I am the proud owner of two spoiled mutts that I love as if I birthed them myself.
I own up to my feelings even when they are ridiculous and without merit.
I am no longer a blond.
I am tired of the bullshit that comes along with being an adult.
I am terrible at faking sincerity.
I make fun of my husband for being a nerd, but in all reality I am proud of him for the amount of knowledge he possesses.
I am grateful to have the kind of friendships that don't require a daily phone call in order for us to know how loved we are.
I make a mean pot of turkeyburger helper.
I want to quit smoking as a gift to myself for my 30th birthday, but deep down I am terrified of the weight I will inevitably gain because of it.
I joke how turning 30 scares me, but I'm not afraid. I plan to enjoy my 30's WAY more than my 20's.
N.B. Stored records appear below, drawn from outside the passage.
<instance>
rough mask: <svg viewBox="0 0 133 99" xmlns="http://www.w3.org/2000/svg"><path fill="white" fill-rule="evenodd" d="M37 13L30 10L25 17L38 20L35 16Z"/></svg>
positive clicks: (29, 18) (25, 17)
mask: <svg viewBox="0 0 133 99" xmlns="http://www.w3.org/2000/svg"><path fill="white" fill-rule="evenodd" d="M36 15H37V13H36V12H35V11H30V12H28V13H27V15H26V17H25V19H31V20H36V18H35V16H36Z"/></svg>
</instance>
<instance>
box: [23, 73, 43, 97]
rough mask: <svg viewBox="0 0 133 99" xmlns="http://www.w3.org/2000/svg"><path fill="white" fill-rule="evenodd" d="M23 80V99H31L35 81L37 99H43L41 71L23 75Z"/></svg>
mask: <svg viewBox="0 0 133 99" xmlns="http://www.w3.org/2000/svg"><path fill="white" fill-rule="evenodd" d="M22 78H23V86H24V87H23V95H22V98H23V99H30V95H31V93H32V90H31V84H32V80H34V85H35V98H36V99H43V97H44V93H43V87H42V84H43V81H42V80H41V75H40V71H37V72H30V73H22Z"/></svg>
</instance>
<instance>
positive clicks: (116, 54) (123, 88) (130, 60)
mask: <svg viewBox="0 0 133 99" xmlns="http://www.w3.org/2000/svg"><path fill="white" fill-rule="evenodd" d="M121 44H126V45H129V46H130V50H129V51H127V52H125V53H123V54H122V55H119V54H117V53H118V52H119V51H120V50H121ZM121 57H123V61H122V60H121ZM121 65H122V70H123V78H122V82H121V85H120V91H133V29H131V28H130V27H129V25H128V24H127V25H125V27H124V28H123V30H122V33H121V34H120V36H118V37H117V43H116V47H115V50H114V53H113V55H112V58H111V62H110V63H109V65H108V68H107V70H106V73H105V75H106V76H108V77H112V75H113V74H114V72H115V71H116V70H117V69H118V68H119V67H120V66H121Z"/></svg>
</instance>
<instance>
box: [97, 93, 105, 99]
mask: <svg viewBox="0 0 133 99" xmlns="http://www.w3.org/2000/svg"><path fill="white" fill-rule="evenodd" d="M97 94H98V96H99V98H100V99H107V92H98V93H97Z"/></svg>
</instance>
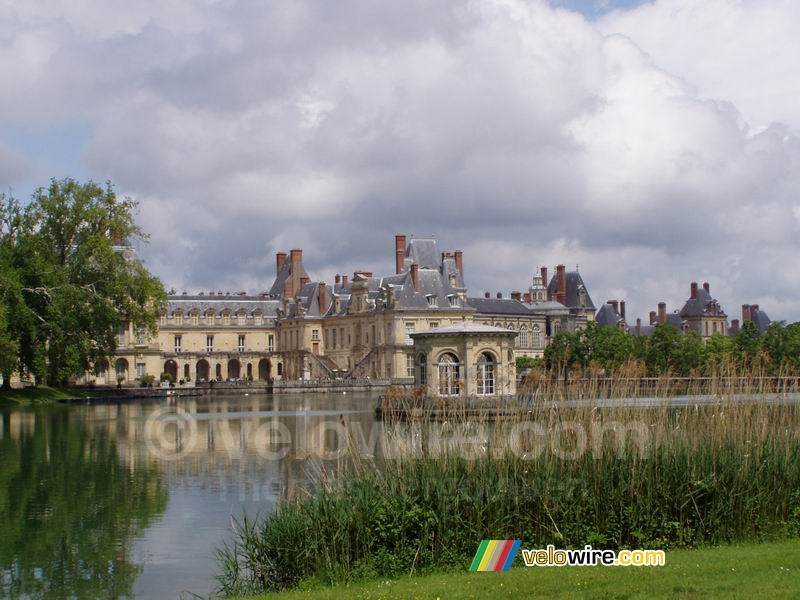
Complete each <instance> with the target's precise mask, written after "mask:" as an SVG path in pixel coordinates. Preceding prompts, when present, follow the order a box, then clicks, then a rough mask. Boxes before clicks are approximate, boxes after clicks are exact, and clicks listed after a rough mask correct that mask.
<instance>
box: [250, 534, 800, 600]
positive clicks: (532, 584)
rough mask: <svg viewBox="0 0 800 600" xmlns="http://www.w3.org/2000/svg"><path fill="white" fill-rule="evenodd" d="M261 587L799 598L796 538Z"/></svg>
mask: <svg viewBox="0 0 800 600" xmlns="http://www.w3.org/2000/svg"><path fill="white" fill-rule="evenodd" d="M514 565H515V567H514V568H513V569H512V570H511V571H509V572H508V573H470V572H468V571H467V567H468V566H467V565H466V564H465V565H464V572H463V573H448V574H442V575H428V576H423V577H403V578H400V579H396V580H377V581H369V582H365V583H359V584H355V585H349V586H345V585H341V586H335V587H317V588H312V589H308V590H302V591H293V592H282V593H276V594H266V595H262V596H258V598H264V599H269V598H272V599H274V600H299V599H304V600H314V599H316V598H320V599H322V598H326V599H328V598H331V599H336V598H342V599H345V598H346V599H351V598H362V599H364V600H367V599H368V600H378V599H391V598H398V599H400V598H403V599H408V598H441V599H442V600H445V599H451V598H454V599H458V598H465V599H466V598H489V597H497V598H620V599H621V598H630V599H633V598H800V540H793V541H789V542H780V543H769V544H758V545H741V546H724V547H720V548H704V549H700V550H676V551H667V564H666V566H663V567H544V568H542V567H531V568H527V567H523V566H521V565H522V558H521V554H518V556H517V559H516V560H515V561H514Z"/></svg>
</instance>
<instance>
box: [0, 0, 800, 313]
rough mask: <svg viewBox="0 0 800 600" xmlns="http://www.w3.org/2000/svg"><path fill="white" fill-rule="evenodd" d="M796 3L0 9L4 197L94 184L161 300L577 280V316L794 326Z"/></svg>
mask: <svg viewBox="0 0 800 600" xmlns="http://www.w3.org/2000/svg"><path fill="white" fill-rule="evenodd" d="M797 23H800V4H798V3H796V2H794V3H793V2H790V1H788V0H758V1H756V0H703V1H699V0H655V1H654V2H639V1H636V0H617V1H613V0H588V1H586V2H580V1H578V0H558V1H556V0H553V1H552V2H550V3H548V2H545V1H544V0H527V1H526V0H459V1H456V2H452V3H430V2H423V1H422V0H408V1H407V2H404V3H374V2H369V1H367V0H344V1H342V2H338V3H335V4H333V3H328V2H323V1H321V0H320V1H316V2H315V1H311V0H291V1H290V0H285V1H281V0H276V1H272V2H268V3H264V2H257V1H255V0H250V1H247V0H206V1H204V2H197V1H193V0H169V1H167V2H164V1H156V0H148V1H142V2H137V3H127V2H122V1H121V0H108V1H101V0H79V1H75V0H47V1H43V2H37V3H18V2H12V1H11V0H0V67H2V69H3V72H4V73H5V74H6V77H5V78H4V79H3V83H2V84H0V85H3V86H4V87H5V89H4V92H5V93H3V94H2V95H1V96H0V190H2V191H5V192H6V193H9V191H11V193H12V194H13V195H15V196H17V197H19V198H20V199H26V197H27V196H29V195H30V192H31V191H32V190H33V189H34V187H36V186H40V185H46V184H47V182H48V180H49V179H50V177H58V178H60V177H65V176H70V177H74V178H76V179H79V180H88V179H90V178H92V179H94V180H97V181H105V180H111V181H112V182H113V183H114V184H115V187H116V190H117V192H118V193H120V194H126V195H129V196H131V197H133V198H135V199H136V200H137V201H138V202H139V203H140V212H139V216H138V219H139V222H140V224H141V225H142V226H143V228H144V229H145V230H146V231H147V232H149V233H150V235H151V239H150V242H149V243H148V244H147V245H145V246H143V247H142V248H141V249H140V252H141V255H142V257H143V258H144V259H145V261H146V264H147V265H148V267H149V268H150V269H151V270H152V271H153V272H154V273H155V274H157V275H158V276H159V277H161V278H162V280H163V281H164V284H165V286H166V287H167V289H169V288H175V289H176V290H178V291H179V292H180V291H183V290H187V291H189V292H198V291H208V290H212V289H213V290H220V289H221V290H230V291H231V292H234V291H238V290H240V289H244V290H248V291H249V292H253V293H257V292H260V291H263V290H266V289H268V288H269V285H270V284H271V282H272V279H273V277H274V271H275V258H274V255H275V252H276V251H288V250H289V249H290V248H295V247H299V248H303V250H304V262H305V265H306V268H307V270H308V271H309V273H310V274H311V275H312V276H313V277H315V278H320V279H323V280H326V281H332V279H333V275H334V274H335V273H352V272H353V271H354V270H356V269H367V270H371V271H374V272H375V273H376V274H390V273H391V272H392V271H393V264H394V255H393V248H394V239H393V236H394V234H395V233H405V234H407V235H409V236H411V235H416V236H419V237H428V236H432V235H433V236H435V237H436V238H437V240H438V241H439V244H440V246H441V249H442V250H453V249H457V248H458V249H462V250H463V251H464V265H465V277H466V281H467V285H468V288H469V292H470V295H471V296H481V295H483V292H484V291H491V292H492V293H494V292H496V291H502V292H503V293H504V295H507V294H508V293H509V292H510V291H512V290H525V289H527V287H528V285H529V284H530V280H531V277H532V276H533V275H534V274H535V271H536V269H537V267H538V266H540V265H546V266H548V267H550V268H551V269H552V267H553V266H554V265H556V264H558V263H563V264H566V265H567V267H568V269H570V270H572V269H574V268H575V265H576V264H578V265H580V271H581V274H582V276H583V277H584V280H585V281H586V284H587V287H588V289H589V293H590V295H591V296H592V299H593V300H594V302H595V305H596V306H598V307H599V306H600V305H601V304H602V303H603V302H605V301H606V300H608V299H612V298H613V299H621V300H626V301H627V303H628V310H627V313H628V317H629V320H630V321H631V322H633V321H634V320H635V318H636V317H642V318H643V319H644V320H646V316H647V314H648V312H649V311H650V310H654V309H655V306H656V304H657V303H658V302H659V301H665V302H667V305H668V310H670V311H671V310H675V309H679V308H680V307H681V306H682V305H683V302H684V301H685V299H686V298H687V296H688V293H689V283H690V282H691V281H698V282H701V283H702V282H704V281H708V282H709V283H710V284H711V291H712V295H714V296H715V297H716V298H718V299H719V300H720V302H721V304H722V307H723V308H724V309H725V310H726V312H727V313H728V315H729V318H739V317H740V314H739V312H740V308H739V307H740V305H741V304H744V303H750V304H759V305H760V306H761V308H762V309H764V310H765V311H766V312H767V313H768V314H769V315H770V317H772V319H773V320H787V321H797V320H800V285H798V283H800V274H798V272H797V271H795V270H794V269H793V268H792V265H793V264H794V260H795V259H794V254H795V252H794V250H795V248H796V242H795V240H796V239H797V238H798V234H800V193H799V192H800V104H798V102H797V98H798V97H800V94H799V93H798V92H800V78H798V77H797V73H798V72H800V68H798V67H799V66H800V65H798V63H800V37H798V36H797V35H796V32H795V31H794V27H793V26H794V25H795V24H797Z"/></svg>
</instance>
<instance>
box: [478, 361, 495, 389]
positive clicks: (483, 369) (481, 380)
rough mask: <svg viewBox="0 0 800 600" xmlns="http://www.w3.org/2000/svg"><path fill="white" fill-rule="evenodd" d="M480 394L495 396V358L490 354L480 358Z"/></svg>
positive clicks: (479, 377) (479, 380)
mask: <svg viewBox="0 0 800 600" xmlns="http://www.w3.org/2000/svg"><path fill="white" fill-rule="evenodd" d="M478 394H479V395H481V396H492V395H494V357H493V356H492V355H491V354H489V353H488V352H484V353H482V354H481V355H480V357H479V358H478Z"/></svg>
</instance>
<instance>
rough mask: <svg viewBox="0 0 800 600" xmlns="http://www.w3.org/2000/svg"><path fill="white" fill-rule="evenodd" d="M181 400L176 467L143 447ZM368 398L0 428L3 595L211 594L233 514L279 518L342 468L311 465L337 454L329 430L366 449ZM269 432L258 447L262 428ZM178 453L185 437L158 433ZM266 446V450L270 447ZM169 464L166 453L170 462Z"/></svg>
mask: <svg viewBox="0 0 800 600" xmlns="http://www.w3.org/2000/svg"><path fill="white" fill-rule="evenodd" d="M170 404H175V405H177V406H179V407H180V408H181V409H183V410H185V411H187V413H188V414H189V415H191V418H192V420H193V421H194V422H195V423H196V428H197V435H196V439H195V440H194V441H193V443H192V447H191V449H190V451H189V452H186V453H185V456H183V457H182V458H180V459H179V460H163V459H160V458H159V457H158V456H154V455H153V453H152V452H151V451H150V450H149V449H148V445H147V439H148V436H149V435H150V434H151V432H149V431H148V430H147V426H146V424H147V418H148V416H149V415H150V414H151V413H152V412H153V411H154V410H158V409H160V408H163V407H165V406H168V405H170ZM373 407H374V400H373V399H371V398H369V397H366V396H357V395H352V396H347V397H343V396H319V395H317V396H276V397H271V396H218V397H213V396H212V397H198V398H191V399H186V400H180V399H179V400H177V402H167V401H152V402H144V403H130V404H123V405H80V406H75V405H73V406H68V407H64V406H46V407H39V408H36V409H18V410H12V411H8V410H7V411H6V412H4V413H2V419H1V420H0V523H2V526H3V531H2V534H0V574H2V582H0V585H2V587H0V592H1V593H0V596H3V597H11V598H26V597H30V598H48V597H58V598H63V597H75V598H122V597H142V598H155V597H157V598H176V597H178V596H179V595H180V593H181V592H182V591H184V590H188V591H191V592H194V593H198V594H202V595H207V594H209V593H210V592H211V591H212V590H213V587H214V579H213V575H214V572H215V569H216V565H215V562H214V550H215V548H217V547H219V546H220V544H221V543H222V542H223V541H225V540H226V539H228V538H229V536H230V534H231V527H230V523H231V518H232V517H239V516H240V515H241V513H242V512H243V511H246V512H247V513H248V514H250V515H254V514H257V513H260V514H264V513H266V512H269V511H271V510H273V509H274V506H275V504H276V502H277V501H278V500H279V499H280V498H286V497H292V496H295V495H297V494H301V493H303V491H304V490H306V489H308V488H309V487H310V486H311V485H312V483H311V480H312V479H313V478H314V477H316V476H319V474H320V471H321V470H325V471H327V472H331V473H335V471H336V470H337V469H338V468H339V466H340V462H341V461H338V460H332V461H318V460H314V459H313V458H312V457H313V456H317V455H318V454H319V453H320V452H325V451H334V450H335V449H336V448H337V447H338V439H337V435H338V434H337V432H336V431H335V430H334V429H330V428H327V429H326V428H325V426H321V424H323V423H334V424H335V423H337V422H338V423H341V422H345V423H347V426H348V429H349V428H350V427H351V426H352V425H356V427H357V428H360V429H361V431H363V434H364V436H365V437H366V438H367V439H368V438H369V436H370V431H371V427H372V425H373V412H372V408H373ZM279 427H280V428H285V429H287V430H288V431H290V432H291V435H290V436H289V439H288V440H283V441H282V440H280V439H278V438H277V437H276V436H275V435H274V434H272V437H270V438H269V439H268V442H269V444H268V445H269V448H271V449H272V450H275V451H278V450H281V452H280V453H279V454H278V456H280V458H279V459H274V460H265V459H264V457H263V456H262V455H261V454H259V452H258V449H257V446H258V444H257V442H258V435H259V431H261V432H262V433H263V432H267V431H275V430H276V429H278V428H279ZM163 434H164V437H165V438H166V439H168V440H169V441H171V442H172V444H173V446H174V450H173V451H179V450H181V449H185V448H186V444H187V441H188V440H187V438H186V435H185V431H184V432H182V431H180V430H179V428H178V427H176V426H175V425H168V426H166V427H165V428H164V430H163ZM262 441H263V440H262ZM167 458H169V457H167Z"/></svg>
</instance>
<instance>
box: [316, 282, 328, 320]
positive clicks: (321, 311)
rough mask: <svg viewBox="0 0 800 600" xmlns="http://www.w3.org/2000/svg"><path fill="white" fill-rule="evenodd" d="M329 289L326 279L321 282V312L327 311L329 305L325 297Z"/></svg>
mask: <svg viewBox="0 0 800 600" xmlns="http://www.w3.org/2000/svg"><path fill="white" fill-rule="evenodd" d="M327 291H328V286H326V285H325V282H324V281H320V282H319V292H318V295H319V312H320V314H322V313H324V312H325V307H326V306H327V304H326V302H327V300H328V299H327V298H326V297H325V296H326V294H327Z"/></svg>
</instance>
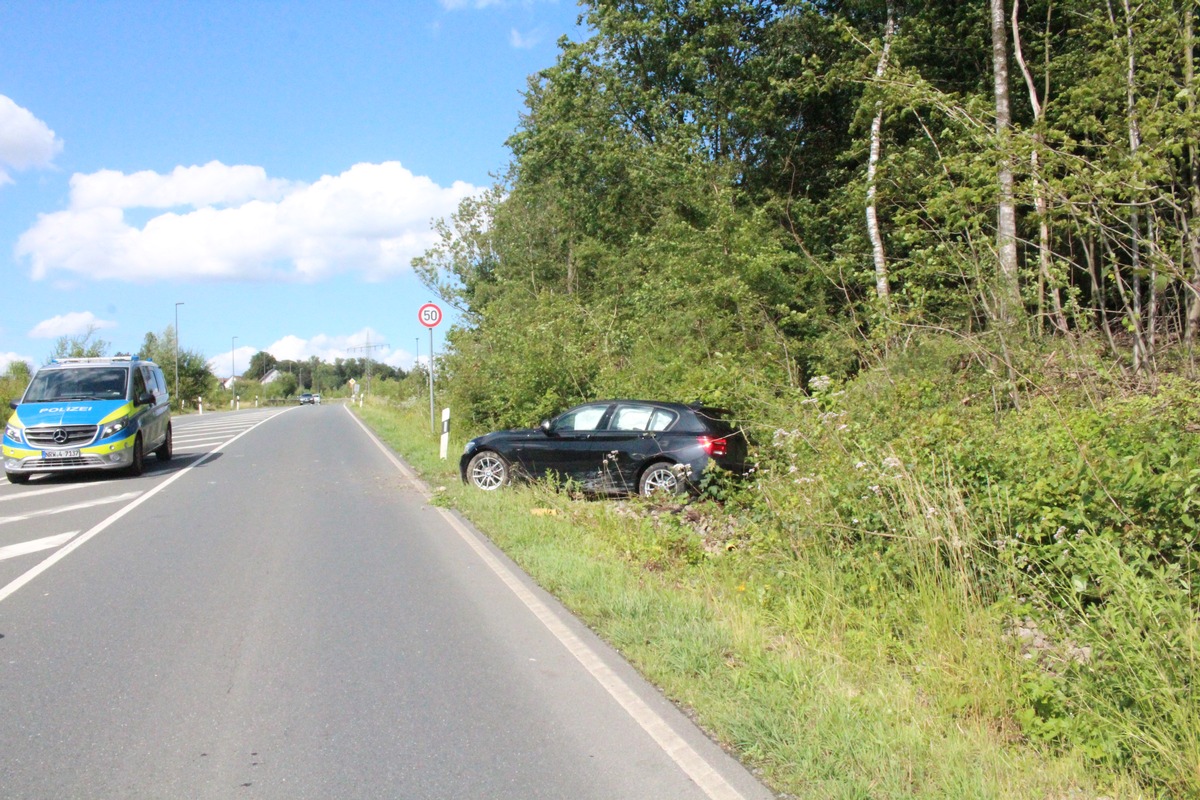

I miss going to the gym almost every day.
I miss my family.
I stop missing my family after about 24 hours around them.
I love how Thomas and I ogle each other when we think the other isn't looking.
I actually enjoy diet beer.
I am judgmental of total strangers.
I directly compare how you look to what is in your grocery cart.
I am afraid of never figuring out what I want to be when I grow up.
I say "I love you" a lot. Because you never know when you won't be able to tell someone that again.